The aim of this project was to test the potential of high-throughput qPCR as a viable cost effective and efficient method for testing of environmental samples for PA. We used two qPCR assays to detect PA in infected soil baits as a model system. In addition, we assessed the effect P. cinnamomi had on the detection of PA using the same qPCR assays and other molecular methods if applicable.

Key results

• Baits were tested using Slipstream Automations, high-throughput qPCR from three different soil baiting experiments which were named experiment 1, 2 and 3.

• For the detection of PA from bait plant material there was a difference in sensitivity between the two qPCR assays. This was due to the gene copy number in the target organism genome.

• Using the Internal Transcribed Spacer (ITS) assay and the ras-related Ypt protein (Ypt1) with DNA of baits from the positive controls (soils baits known to be infected with PA), we found target DNA amplified from 100% and 96% of the baits respectively.

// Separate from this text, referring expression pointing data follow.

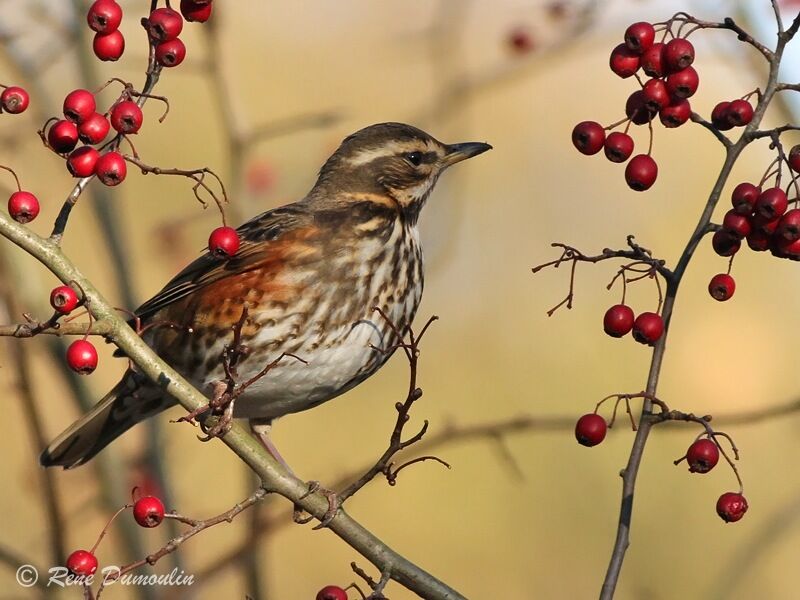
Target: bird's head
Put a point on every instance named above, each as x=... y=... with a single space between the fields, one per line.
x=393 y=160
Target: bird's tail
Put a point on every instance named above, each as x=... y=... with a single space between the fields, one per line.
x=130 y=401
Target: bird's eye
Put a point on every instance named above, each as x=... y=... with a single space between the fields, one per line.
x=415 y=158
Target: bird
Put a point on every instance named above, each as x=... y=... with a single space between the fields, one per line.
x=304 y=282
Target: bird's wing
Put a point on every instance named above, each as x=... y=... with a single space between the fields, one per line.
x=258 y=238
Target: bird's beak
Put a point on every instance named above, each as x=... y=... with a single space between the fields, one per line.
x=458 y=152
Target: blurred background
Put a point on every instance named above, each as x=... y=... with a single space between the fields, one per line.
x=266 y=93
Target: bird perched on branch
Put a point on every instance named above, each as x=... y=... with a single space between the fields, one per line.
x=304 y=282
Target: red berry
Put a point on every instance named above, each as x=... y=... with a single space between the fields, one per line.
x=79 y=105
x=94 y=129
x=794 y=158
x=719 y=116
x=623 y=61
x=676 y=114
x=62 y=136
x=652 y=60
x=702 y=456
x=223 y=242
x=590 y=430
x=758 y=240
x=148 y=511
x=678 y=54
x=14 y=99
x=109 y=46
x=648 y=328
x=82 y=563
x=82 y=161
x=23 y=207
x=588 y=137
x=104 y=16
x=771 y=204
x=126 y=117
x=164 y=24
x=725 y=243
x=199 y=12
x=171 y=53
x=740 y=113
x=636 y=108
x=721 y=287
x=618 y=320
x=738 y=225
x=640 y=36
x=744 y=198
x=63 y=299
x=731 y=507
x=641 y=172
x=618 y=146
x=331 y=592
x=789 y=225
x=683 y=83
x=111 y=169
x=655 y=94
x=82 y=357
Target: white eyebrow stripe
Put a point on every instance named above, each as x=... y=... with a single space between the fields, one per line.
x=390 y=149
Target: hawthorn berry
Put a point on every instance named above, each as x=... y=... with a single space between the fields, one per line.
x=23 y=206
x=652 y=61
x=590 y=430
x=111 y=168
x=731 y=506
x=772 y=203
x=81 y=161
x=82 y=357
x=648 y=328
x=618 y=146
x=676 y=113
x=148 y=511
x=82 y=563
x=618 y=320
x=641 y=172
x=109 y=46
x=164 y=24
x=104 y=16
x=79 y=105
x=331 y=592
x=721 y=287
x=170 y=53
x=683 y=83
x=744 y=198
x=640 y=36
x=588 y=137
x=126 y=117
x=738 y=225
x=62 y=136
x=794 y=158
x=740 y=113
x=14 y=99
x=678 y=54
x=725 y=243
x=201 y=12
x=94 y=129
x=623 y=61
x=789 y=225
x=702 y=456
x=223 y=242
x=64 y=299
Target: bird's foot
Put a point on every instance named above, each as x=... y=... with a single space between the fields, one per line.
x=333 y=506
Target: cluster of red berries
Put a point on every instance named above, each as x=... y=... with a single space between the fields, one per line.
x=672 y=81
x=148 y=511
x=647 y=328
x=14 y=99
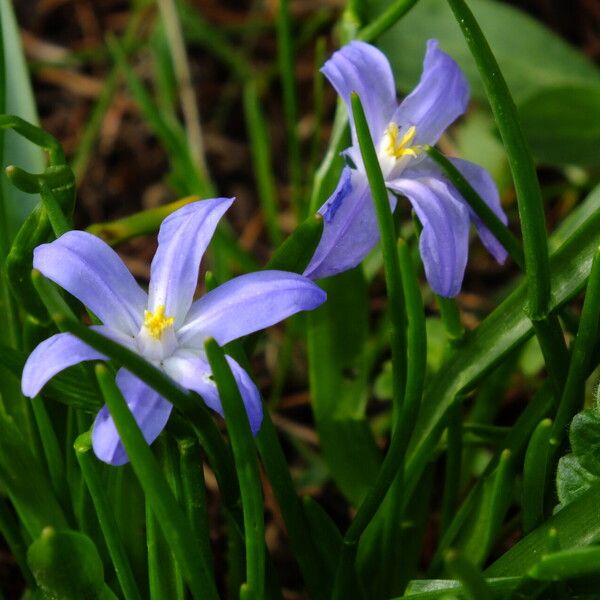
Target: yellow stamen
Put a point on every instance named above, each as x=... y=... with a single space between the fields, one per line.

• Using the ITS assay and the Ypt1 assay with DNA of baits from the negative controls (baits known not to be infected with PA) we amplified target DNA from 37% and 2% of the baits respectively

• Target DNA was amplified in all treatments from all studies using both the ITS and Ypt1 including the P. cinnamomi treatment.

• More baits amplified target DNA in experiment 1 than from experiment 2 and 3 which was consistent with what was found from the traditional soil baiting morphological results.

• Optimisation of the two qPCRs should eliminate the false negatives and false positives that are currently occurring.

• This high-throughput automated qPCR method for detecting PA could be a fast and cost-effective option for screening soil baits.

Implications of results for the client

This pilot study has shown promising results although false positive and false negatives were detected. Further optimisation of these qPCRs for PA using Slipstreams high-through automatic methods could speed up diagnostics significantly reduce costs for the detection of PA in soils.

Further work

• Our results should be viewed as a fast succeed/fail pilot study. We conclude that the pilot study succeeded, and results have not ruled out the use of these techniques

• Further trouble shooting to optimise the qPCRs to ensure no false negative or false positive results occur should be carried out, this would include:

• Run a High-Resolution Melting (HRM) assay on negative control samples and P. cinnamomi treatment samples that have amplified target DNA to determine if cross contamination of the PA has occurred in these baits.

• Carry out further serial dilutions for ITS and Ypt1 assay standard curves to reach sensitivity limits of detection and allow an assessment of potential Cq cut-off values for high Cq amplification that may be considered not positive.

• Test the cedar DNA in isolation of PA with the ITS and Ypt1 assays to ensure there are no false positive results and ensure that the cedar DNA is not interfering with the Ypt1 assay resulting in false negative results.

• Test P. cinnamomi DNA in isolation of PA with the ITS and Ypt1 assays to ensure that there are no false positive detections.